The Soviet and Chinese Stalinist bureaucracies, meanwhile, developed extensive diplomatic and commercial relations with the Pahlavi dynasty.

 

If Ayatollah Ruhollah Khomeini—who had been associated with the opposition of conservative and traditional elements to the Shah—was able to successfully recast himself in the 1970s as the foremost and most resolute opponent of the Shah’s imperialist-sponsored dictatorship, it was only due to the Stalinists’ decades-long subordination of the working class to the discredited bourgeois politicians, who regularly implored the Shah to become an enlightened despot.

 

The Tudeh Party was taken completely unawares by the mass eruption against the Shah’s regime in 1978-1979. Its response was to adapt to Khomeini and the mullahs. The Tudeh Party supported the creation of an Islamic Republic, continued to support the Khomeini regime even as it systematically stamped out independent working class activity, and often echoed the regime’s pseudo-leftist Islamic rhetoric. 

 

The populist version of Shia Islam developed and propagated by Khomeini served multiple functions. It helped to obscure the radically opposed interests of Iran’s workers and peasants, who fought the Shah’s regime because it was the bulwark of their class oppression, and those of the bazaar merchants and other propertied layers, who resented imperialist domination and the Shah’s crony capitalism because it restricted their possibilities for exploitation. It was the cutting edge for an increasingly violent attack on “godless” Marxism. And last but not least, it served as a guarantor to the bourgeoisie that the new regime would uphold their property. Declared Khomeini, “As long as there is Islam there will be free enterprise.”

 

Khomeini invoked anti-imperialist and Third Worldist rhetoric as a means of harnessing the popular upsurge against the Shah and using it to pressure imperialism. The takeover of the US embassy, a response to the Carter’s administration’s provocative decision to allow the Shah to come to New York, was used to brandish the regime’s revolutionary credentials and denounce anyone who deigned to criticize the Khomeini regime as weakening Iran in its confrontation with the US. Meanwhile, behind the scenes, the Iranian authorities were maneuvering with the US establishment, striking a secret deal with emissaries of Republican presidential candidate Ronald Reagan not to release the hostages prior to the 1980 US election.
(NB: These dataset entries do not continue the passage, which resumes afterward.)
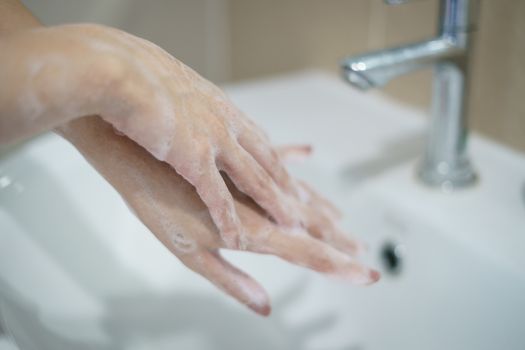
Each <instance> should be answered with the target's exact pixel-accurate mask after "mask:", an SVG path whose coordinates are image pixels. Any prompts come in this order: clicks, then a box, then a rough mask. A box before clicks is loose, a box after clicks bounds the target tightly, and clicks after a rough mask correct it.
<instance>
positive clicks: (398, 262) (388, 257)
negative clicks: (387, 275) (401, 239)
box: [380, 241, 405, 275]
mask: <svg viewBox="0 0 525 350" xmlns="http://www.w3.org/2000/svg"><path fill="white" fill-rule="evenodd" d="M404 251H405V249H404V246H403V245H402V244H399V243H394V242H391V241H387V242H385V243H384V244H383V246H382V247H381V251H380V260H381V264H382V265H383V270H384V271H385V272H386V273H388V274H391V275H398V274H399V273H401V270H402V268H403V255H404Z"/></svg>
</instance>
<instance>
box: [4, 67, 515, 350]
mask: <svg viewBox="0 0 525 350" xmlns="http://www.w3.org/2000/svg"><path fill="white" fill-rule="evenodd" d="M227 90H228V91H229V93H230V95H231V97H232V99H233V100H234V101H235V102H236V103H237V104H238V105H239V106H240V107H241V108H242V109H243V110H244V111H245V112H247V113H248V114H250V115H251V116H252V117H253V118H254V119H255V120H256V121H257V122H258V123H259V124H261V125H262V126H263V127H264V128H265V129H266V130H267V131H268V132H269V134H270V135H271V137H272V139H273V140H274V141H275V142H276V143H278V144H288V143H305V142H308V143H312V144H313V146H314V149H315V153H314V155H313V157H312V159H310V160H309V161H307V162H305V163H301V164H292V165H291V172H292V173H293V174H294V175H296V176H298V177H301V178H303V179H305V180H307V181H309V182H310V183H311V184H312V185H313V186H314V187H316V188H317V189H318V190H320V191H321V192H323V193H324V194H325V195H326V196H327V197H329V198H330V199H332V200H333V201H334V202H335V203H336V204H337V205H338V206H339V207H340V208H341V209H342V210H343V211H344V212H345V219H344V222H343V226H344V227H345V228H346V229H347V230H348V231H349V232H352V233H354V234H355V235H356V236H358V237H361V238H362V239H363V240H365V241H366V242H367V243H368V246H369V253H368V256H367V257H366V259H368V261H369V263H370V264H372V265H374V266H376V267H378V268H379V269H380V270H382V272H383V278H382V280H381V281H380V282H379V283H377V284H375V285H373V286H371V287H366V288H365V287H354V286H351V285H348V284H346V283H344V282H341V281H337V280H332V279H329V278H326V277H324V276H320V275H318V274H316V273H313V272H310V271H306V270H303V269H301V268H299V267H295V266H292V265H289V264H287V263H285V262H283V261H281V260H279V259H277V258H274V257H270V256H257V255H253V254H247V253H239V252H225V255H226V257H227V258H228V259H229V260H231V261H233V262H234V263H235V264H237V265H238V266H240V267H241V268H242V269H244V270H245V271H247V272H249V273H250V274H252V275H253V276H254V277H255V278H256V279H258V280H259V281H261V282H262V283H263V285H264V286H265V287H266V288H267V289H268V291H269V293H270V295H271V297H272V300H273V312H272V315H271V316H270V317H269V318H262V317H259V316H257V315H255V314H252V313H251V312H250V311H249V310H247V309H246V308H244V307H243V306H241V305H237V304H236V303H235V302H234V301H233V300H231V299H230V298H228V297H227V296H225V295H223V294H222V293H221V292H220V291H218V290H216V289H215V287H213V286H212V285H211V284H209V283H208V282H207V281H205V280H204V279H202V278H201V277H199V276H197V275H195V274H193V273H192V272H190V271H188V270H187V269H186V268H185V267H183V265H182V264H180V263H179V262H178V260H177V259H176V258H174V257H173V256H171V255H170V253H169V252H168V251H167V250H166V249H165V248H164V247H163V246H162V245H161V244H160V243H159V242H158V241H156V239H155V238H154V237H153V235H151V234H150V233H149V232H148V230H147V229H146V228H145V227H144V226H143V225H142V224H141V223H140V222H139V221H138V220H137V219H136V218H135V217H134V216H133V215H132V214H130V213H129V211H128V209H127V208H126V206H125V204H124V203H123V202H122V201H121V199H120V197H119V196H118V194H117V193H116V192H115V191H114V190H113V189H112V188H111V186H109V185H108V184H107V183H106V182H105V181H104V180H103V179H102V178H101V177H100V176H99V175H98V174H97V173H96V172H95V171H94V170H93V169H91V167H90V166H89V165H88V164H87V163H86V162H85V161H84V159H83V158H82V157H81V156H80V155H79V154H78V153H77V152H76V151H75V150H74V148H72V146H70V145H69V144H68V143H67V142H65V141H64V140H62V139H60V138H59V137H58V136H56V135H52V134H46V135H43V136H41V137H39V138H37V139H35V140H33V141H31V142H29V143H27V144H25V145H24V146H22V147H20V148H19V149H17V150H15V151H12V152H10V153H9V154H8V155H4V157H3V158H2V159H0V317H1V318H2V322H1V326H0V329H2V330H3V332H4V333H6V334H7V336H8V337H9V339H11V340H13V342H16V344H17V345H18V347H19V348H20V349H30V350H32V349H53V350H62V349H67V350H69V349H80V350H82V349H105V350H113V349H126V350H127V349H129V350H139V349H158V350H164V349H197V350H200V349H247V348H249V349H261V350H262V349H323V350H326V349H334V350H335V349H346V350H350V349H354V350H357V349H359V350H368V349H370V350H387V349H388V350H393V349H394V350H397V349H399V350H401V349H402V350H410V349H414V350H415V349H426V350H429V349H430V350H432V349H458V350H469V349H475V350H480V349H487V350H488V349H491V350H492V349H516V350H518V349H520V350H522V349H525V332H524V330H525V329H524V325H525V272H524V270H525V206H524V205H523V194H522V189H523V183H524V181H525V156H524V155H523V154H519V153H516V152H513V151H511V150H509V149H506V148H504V147H502V146H500V145H497V144H495V143H493V142H490V141H488V140H486V139H484V138H483V137H481V136H479V135H474V136H473V137H472V139H471V148H470V150H471V152H470V153H471V155H472V159H473V162H474V164H475V165H476V167H477V169H478V171H479V175H480V180H479V182H478V184H476V186H475V187H473V188H470V189H467V190H463V191H461V192H457V193H446V192H444V191H440V190H437V189H432V188H427V187H424V186H423V185H421V184H419V182H418V181H417V180H416V177H415V175H414V168H415V165H416V163H417V160H418V156H419V154H420V153H421V152H422V142H423V139H424V134H425V126H426V123H425V118H424V113H422V112H421V111H419V110H415V109H411V108H408V107H406V106H401V105H398V104H396V103H394V102H392V101H390V100H389V99H388V98H386V97H385V96H382V95H381V94H376V93H374V94H366V95H364V94H361V93H359V92H356V91H354V90H352V89H350V88H349V87H348V86H346V85H345V84H344V83H342V82H340V81H339V80H338V79H337V78H336V77H332V76H330V75H325V74H322V73H317V72H305V73H301V74H296V75H290V76H284V77H279V78H273V79H268V80H260V81H254V82H248V83H243V84H239V85H234V86H230V87H227ZM79 184H81V185H80V186H79ZM0 333H1V331H0ZM0 346H1V344H0ZM9 346H14V345H9ZM0 349H1V348H0Z"/></svg>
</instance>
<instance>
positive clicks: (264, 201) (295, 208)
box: [219, 146, 301, 227]
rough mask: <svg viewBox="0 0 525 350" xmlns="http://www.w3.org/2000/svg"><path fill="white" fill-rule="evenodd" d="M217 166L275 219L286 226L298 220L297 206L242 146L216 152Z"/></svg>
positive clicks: (298, 223) (265, 210)
mask: <svg viewBox="0 0 525 350" xmlns="http://www.w3.org/2000/svg"><path fill="white" fill-rule="evenodd" d="M219 167H220V168H221V170H223V171H224V172H226V174H227V175H228V177H229V178H230V179H231V180H232V182H233V183H234V184H235V187H237V189H239V190H240V191H241V192H243V193H245V194H246V195H248V196H250V197H251V198H252V199H253V200H254V201H255V202H256V203H257V204H258V205H259V206H261V208H263V209H264V210H265V211H266V212H267V213H268V214H269V215H270V216H271V217H272V218H273V219H274V220H275V221H276V222H277V223H279V224H282V225H285V226H289V227H292V226H299V225H300V224H301V220H300V213H299V208H298V207H296V206H295V205H294V203H293V201H292V199H291V198H289V197H287V196H286V195H285V194H283V193H282V192H281V190H280V189H279V188H278V187H277V185H276V184H275V182H274V181H273V179H272V178H271V177H270V176H269V175H268V173H266V171H265V170H264V169H263V168H261V166H260V165H259V164H258V163H257V162H256V161H255V159H253V157H252V156H251V155H250V154H248V153H247V152H246V151H245V150H244V149H243V148H242V147H235V146H232V147H231V148H230V149H229V150H228V152H227V153H223V154H222V155H219Z"/></svg>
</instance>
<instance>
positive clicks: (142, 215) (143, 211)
mask: <svg viewBox="0 0 525 350" xmlns="http://www.w3.org/2000/svg"><path fill="white" fill-rule="evenodd" d="M60 133H61V134H62V135H63V136H65V137H66V138H67V139H68V140H70V141H71V142H72V143H73V144H74V145H75V146H76V147H77V148H78V149H79V150H80V151H81V153H82V154H84V156H85V157H86V159H88V160H89V161H90V162H91V164H92V165H93V166H94V167H95V168H96V169H97V170H98V171H99V172H100V173H101V174H102V175H103V176H104V177H105V178H106V179H107V180H108V181H109V182H110V183H111V184H112V185H113V186H114V187H115V189H117V191H118V192H119V193H120V194H121V195H122V197H123V198H124V200H125V201H126V202H127V203H128V205H129V206H130V207H131V208H132V209H133V210H134V212H135V214H136V215H137V216H138V217H139V218H140V220H141V221H142V222H143V223H144V224H145V225H146V226H147V227H148V228H149V229H150V230H151V231H152V232H153V233H154V234H155V236H156V237H157V238H158V239H159V240H160V241H161V242H162V243H163V244H164V245H165V246H166V247H167V248H168V249H169V250H170V251H171V252H172V253H173V254H175V255H176V256H177V257H178V258H179V259H180V260H181V261H182V262H183V263H184V264H185V265H186V266H187V267H189V268H190V269H192V270H193V271H195V272H197V273H199V274H201V275H202V276H204V277H205V278H207V279H208V280H210V281H211V282H212V283H214V284H215V285H216V286H217V287H219V288H220V289H221V290H223V291H224V292H226V293H228V294H229V295H231V296H233V297H234V298H236V299H237V300H238V301H240V302H241V303H243V304H246V305H247V306H248V307H250V308H251V309H252V310H254V311H255V312H257V313H259V314H262V315H267V314H269V313H270V301H269V298H268V296H267V294H266V292H265V291H264V289H263V288H262V287H261V286H260V285H259V284H258V283H257V282H256V281H254V280H253V279H252V278H251V277H250V276H248V275H246V274H245V273H243V272H242V271H240V270H239V269H237V268H236V267H235V266H232V265H231V264H229V263H228V262H227V261H226V260H224V259H223V258H222V257H221V255H220V253H219V249H221V248H227V246H226V245H225V243H224V242H223V241H222V240H221V239H220V237H219V235H218V232H217V228H216V226H215V225H214V223H213V222H212V220H211V217H210V215H209V212H208V210H207V207H206V206H205V205H204V203H203V202H202V201H201V200H200V198H199V196H198V195H197V193H196V192H195V189H194V188H193V187H192V186H190V185H189V184H188V183H187V182H186V181H184V179H182V178H181V177H180V176H179V175H177V174H176V173H175V172H174V171H173V169H172V168H171V167H170V166H169V165H167V164H166V163H163V162H160V161H158V160H156V159H155V158H153V157H152V156H151V155H150V154H149V153H148V152H146V151H145V150H144V149H143V148H141V147H140V146H138V145H137V144H136V143H134V142H133V141H131V140H130V139H128V138H127V137H125V136H118V135H116V134H115V133H114V131H113V128H112V127H111V125H109V124H107V123H106V122H104V121H103V120H102V119H100V118H99V117H87V118H81V119H78V120H75V121H73V122H70V123H68V124H67V125H66V126H64V127H62V128H60ZM230 190H231V191H232V193H233V198H234V203H235V204H234V205H235V208H236V211H237V213H238V214H239V217H240V221H241V223H242V225H243V226H244V227H245V232H246V234H245V236H244V242H243V244H244V247H245V249H246V250H248V251H252V252H257V253H263V254H273V255H277V256H279V257H281V258H283V259H285V260H287V261H289V262H291V263H294V264H298V265H301V266H305V267H307V268H310V269H313V270H316V271H319V272H322V273H326V274H332V275H335V276H339V277H341V278H345V279H347V280H349V281H352V282H354V283H357V284H368V283H373V282H375V281H376V280H377V279H378V278H379V274H378V273H377V272H376V271H373V270H370V269H368V268H366V267H364V266H362V265H361V264H359V263H358V262H357V261H356V260H354V259H353V258H351V257H350V256H349V255H348V254H345V253H343V252H341V251H340V250H338V249H336V248H334V247H337V248H340V246H339V245H336V244H338V243H336V244H334V246H332V245H331V242H324V241H323V239H324V238H326V239H327V240H328V241H330V240H331V239H334V237H333V236H332V237H319V232H317V231H308V230H303V229H300V228H295V229H293V228H285V227H283V226H280V225H276V224H275V223H272V222H271V221H269V220H268V219H267V217H266V215H265V213H264V212H263V211H262V210H261V209H260V208H259V207H258V206H257V205H256V204H255V203H254V202H253V201H252V200H250V199H249V198H248V197H247V196H245V195H243V194H242V193H240V192H239V191H237V190H235V189H234V188H233V186H230ZM306 191H308V195H309V200H308V201H307V204H305V207H306V208H305V210H311V211H312V212H311V214H312V216H314V217H321V218H323V219H322V220H329V221H330V222H332V221H333V220H331V219H329V218H328V217H324V215H327V216H329V217H331V218H332V217H333V216H334V215H336V213H335V210H334V209H333V208H332V207H331V206H330V205H329V204H328V203H326V202H325V201H324V200H322V199H320V198H319V197H318V196H317V195H316V194H314V193H313V192H311V191H310V190H306ZM319 209H322V211H323V212H325V213H326V214H324V215H320V214H317V213H316V211H318V210H319ZM316 220H320V219H316ZM328 232H330V230H328ZM331 232H332V234H333V235H335V237H337V238H336V241H337V242H341V241H344V242H346V243H347V244H346V245H343V247H346V248H349V247H350V246H351V247H352V250H355V247H357V246H358V244H357V243H356V242H355V241H353V240H350V239H348V238H344V239H343V238H342V237H339V236H338V235H339V234H341V235H342V233H340V232H339V231H331Z"/></svg>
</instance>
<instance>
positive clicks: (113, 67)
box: [0, 26, 124, 144]
mask: <svg viewBox="0 0 525 350" xmlns="http://www.w3.org/2000/svg"><path fill="white" fill-rule="evenodd" d="M84 27H85V28H89V27H88V26H84ZM84 27H80V26H71V27H50V28H30V29H27V30H21V31H13V32H11V33H10V34H6V35H4V36H2V38H1V40H0V52H2V55H1V56H0V79H1V81H2V84H1V85H0V144H6V143H11V142H14V141H16V140H19V139H22V138H25V137H29V136H32V135H34V134H36V133H39V132H42V131H45V130H50V129H52V128H55V127H57V126H58V125H62V124H64V123H66V122H68V121H69V120H72V119H75V118H78V117H82V116H85V115H92V114H105V115H109V114H111V112H112V111H111V109H112V108H113V107H112V105H113V104H114V105H118V103H115V102H118V97H116V98H115V99H114V100H113V102H112V101H111V99H110V95H111V94H112V93H115V91H116V90H117V89H116V86H115V80H116V79H122V74H123V69H124V64H123V63H122V62H123V61H122V60H121V59H120V58H119V57H118V56H116V55H113V54H112V53H101V52H97V51H96V50H93V49H92V47H91V46H90V42H89V41H88V40H83V39H82V38H80V39H79V38H78V37H79V35H78V34H77V35H74V36H70V35H69V34H70V33H71V32H72V31H75V30H77V31H81V30H84ZM82 34H83V33H82ZM86 37H89V34H86Z"/></svg>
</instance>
Three years later, when the Khomeini regime turned on the Tudeh Party, it did so using intelligence supplied by the CIA.

 

From September 1980 through August 1988, the Khomeini regime was embroiled in a horrific war with Saddam Hussein’s Iraq. The war, which was actively encouraged by US imperialism as a means of weakening the rival nationalist regimes, had catastrophic consequences for the peoples of both countries. The mullahs waged this reactionary war with a double purpose: to channel against an external enemy the social anger and frustration that emerged in Iran as the emancipatory aspirations of the masses were dashed, and to realize the Iranian bourgeoisie’s longstanding ambitions to establish itself as the regional power.

 

While the rulers of the Islamic Republic have often found it in their interests to snub and even challenge Washington, they have developed lucrative relations with Germany, Japan and a host of other imperialist powers. And important elements within the Iranian regime have repeatedly signaled their readiness to make a deal with Washington, if only it would stop its bullying and threats.      

 

Without making any concession to rapacious US and European imperialism, Iranian workers, youth and socialist-minded intellectuals must implacably oppose the reactionary regime born of the abortion of Iran’s 1979 anti-imperialist revolution.

 

A new party of the working class, an Iranian section of the International Committee of the Fourth International, must be built on the basis of the Trotskyist program of permanent revolution. In countries of belated capitalist development, independence from imperialism and the completion of the basic tasks of the democratic revolution including the liquidation of all vestiges of feudalism and the separation of church from state, can only be accomplished through a socialist revolution led by the working class.